Attached files

file filename
8-K - FORM 8-K - Total Sports Media, Inc.sttk_8k.htm
EX-10.1 - AMENDMENT - Total Sports Media, Inc.sttk_ex101.htm
EX-10.2 - AMENDMENT - Total Sports Media, Inc.sttk_ex102.htm
EXHIBIT 3.1
 
Certificate of Designation of Series B Preferred Stock
of
StreamTrack, Inc.
 
StreamTrack, Inc., a Wyoming corporation (the “Corporation”), does hereby make this Certificate of Designation and does hereby state and certify that pursuant to the authority expressly vested in the Board of Directors of the Corporation by the Articles of Incorporation of the Corporation, the Board of Directors, without any shareholder action, which action was not required to be taken, duly adopted the following resolutions, which resolutions remain in full force and effect as of the date hereof:

RESOLVED, that, pursuant to Article Three of the Articles of Incorporation of the Corporation, the Board of Directors hereby authorizes the issuance of, and fixes the designation of preferences and relative, participating, optional, and other special rights, qualifications, limitations and restrictions, of a series of Preferred Stock consisting of two hundred thousand (200,000) shares, $0.0001 par value, to be designated “Series B Preferred Stock”.

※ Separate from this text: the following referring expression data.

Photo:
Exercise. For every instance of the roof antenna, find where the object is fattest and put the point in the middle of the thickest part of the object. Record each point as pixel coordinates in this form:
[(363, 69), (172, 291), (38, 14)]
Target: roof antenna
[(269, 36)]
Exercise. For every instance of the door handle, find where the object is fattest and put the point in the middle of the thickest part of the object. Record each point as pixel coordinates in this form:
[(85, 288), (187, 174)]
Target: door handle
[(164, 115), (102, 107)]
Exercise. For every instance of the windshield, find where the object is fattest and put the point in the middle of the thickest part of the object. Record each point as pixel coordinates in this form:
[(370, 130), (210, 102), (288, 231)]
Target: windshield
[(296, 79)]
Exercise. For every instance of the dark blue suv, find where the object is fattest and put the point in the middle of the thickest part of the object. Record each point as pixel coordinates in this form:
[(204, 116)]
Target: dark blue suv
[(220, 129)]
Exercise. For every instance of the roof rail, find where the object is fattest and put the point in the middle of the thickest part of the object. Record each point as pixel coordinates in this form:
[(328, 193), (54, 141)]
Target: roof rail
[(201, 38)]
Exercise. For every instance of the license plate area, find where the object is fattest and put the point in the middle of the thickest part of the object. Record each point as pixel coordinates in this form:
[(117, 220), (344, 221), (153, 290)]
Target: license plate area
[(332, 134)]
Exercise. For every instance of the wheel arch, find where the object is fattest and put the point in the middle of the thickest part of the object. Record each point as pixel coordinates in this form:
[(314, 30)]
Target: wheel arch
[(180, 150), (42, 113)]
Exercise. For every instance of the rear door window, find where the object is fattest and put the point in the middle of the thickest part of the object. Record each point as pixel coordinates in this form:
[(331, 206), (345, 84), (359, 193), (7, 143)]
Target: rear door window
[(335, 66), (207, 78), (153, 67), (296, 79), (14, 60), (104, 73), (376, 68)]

RESOLVED, that each share of the Series B Preferred Stock shall rank equally in all aspects and shall be subject to the following terms and provisions:

1.           Designation and Number of Shares. There shall be hereby created and established a series of Preferred Stock designated as “Series B Preferred Stock”. The authorized number of shares of Series B Preferred Stock shall be 200,000. Capitalized terms used herein and not otherwise defined shall have the meanings set forth in Section 9 below.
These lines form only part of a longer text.